Why is the second derivative of the probability distribution function in this case not valid probability density function? I am asked to find the covariance of $X$ and $Z=min(X,Y)$, where $X$ has exponential distribution $\epsilon(2)$, $Y$ has exponential distribution $\epsilon(3)$ and $X$ and $Y$ are independent. I am trying to find $E(XZ)$. To do this I calculate $$F_{X,Z} (x,z) = p \{X \leq x, Z \leq z \} = p\{X \leq x  \} = 1 - e^{-2x}$$, in case $x \leq z$ and  $$F_{X,Z} (x,z) = p\{ X \leq z\} + p\{z<X\leq x, Z \leq z \} = (1 - e^{-2z}) + (1 - e^{-2x} - 1 + e^{-2z})(1 - e^{-3z}) = 1 - e^{-2x} - e^{-5z} 
 +e^{-2x -3z}$$, otherwise.
So density function is $F_{X,Z}$ derivated with respect to $x$ and $z$:
$$f_{X,Z}(x,z) = 6e^{-3z-2x}$$ when $x > z$, and $0$ otherwise.
But when I integrate this:
$$\int_{0}^{+\infty} \int_{0}^{x} 6 e^{-3z-2x} dzdx = \frac{3}{5}$$
I don't get 1. Why ?
 A: There is no joint density of $(X,Z)$ (with respect to Lebesgue measure) because $$P(X=Z)=P(X=\min(X,Y))=P(X<Y)>0$$
And we know that Lebesgue measure (or area) of the set $\{(x,z):x=z\}$ is $0$.
In other words, $(X,Z)$ is not absolutely continuous. Joint distribution function of $(X,Z)$ exists of course, but you don't get a density function by differentiating the distribution function.

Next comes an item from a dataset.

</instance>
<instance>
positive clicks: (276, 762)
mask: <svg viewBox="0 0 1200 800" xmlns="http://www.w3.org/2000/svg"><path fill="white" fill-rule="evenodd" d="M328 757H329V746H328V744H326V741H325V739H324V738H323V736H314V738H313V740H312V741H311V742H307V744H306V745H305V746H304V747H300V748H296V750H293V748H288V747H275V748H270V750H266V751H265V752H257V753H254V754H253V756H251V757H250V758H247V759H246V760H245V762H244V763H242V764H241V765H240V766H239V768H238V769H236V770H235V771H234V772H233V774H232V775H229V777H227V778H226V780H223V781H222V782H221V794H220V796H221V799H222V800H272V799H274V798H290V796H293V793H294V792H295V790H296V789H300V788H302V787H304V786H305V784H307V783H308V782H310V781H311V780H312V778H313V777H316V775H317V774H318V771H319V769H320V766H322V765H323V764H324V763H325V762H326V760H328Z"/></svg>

Now using an indicator function $I$, one can write
$$Z=\min(X,Y)=XI_{X<Y}+YI_{X>Y}$$
Therefore,
$$E(XZ)=E(X^2I_{X<Y})+E(XYI_{X>Y})$$
So, if $f_{X,Y}$ is the joint density of $(X,Y)$, both expectations above can be found using this theorem:
$$E(X^2I_{X<Y})=\iint_{x<y} x^2 f_{X,Y}(x,y)\,\mathrm{d}x\,\mathrm{d}y$$
$$E(XYI_{X>Y})=\iint_{x>y} xy \,f_{X,Y}(x,y)\,\mathrm{d}x\,\mathrm{d}y$$
A: $(X,Z)$ is not jointly continuously distributed, so one cannot obtain its density by pointwise differentiation of its CDF. The actual source of the error is that $F$ is not even differentiable at a point $(x,x)$ with $x>0$. You can see this by looking at the directional derivatives, e.g. comparing the unnormalized directional derivative in the directions $(1,0),(0,1)$ and $(1,1)$. The first two should add up to the third if $F$ were differentiable, but they don't.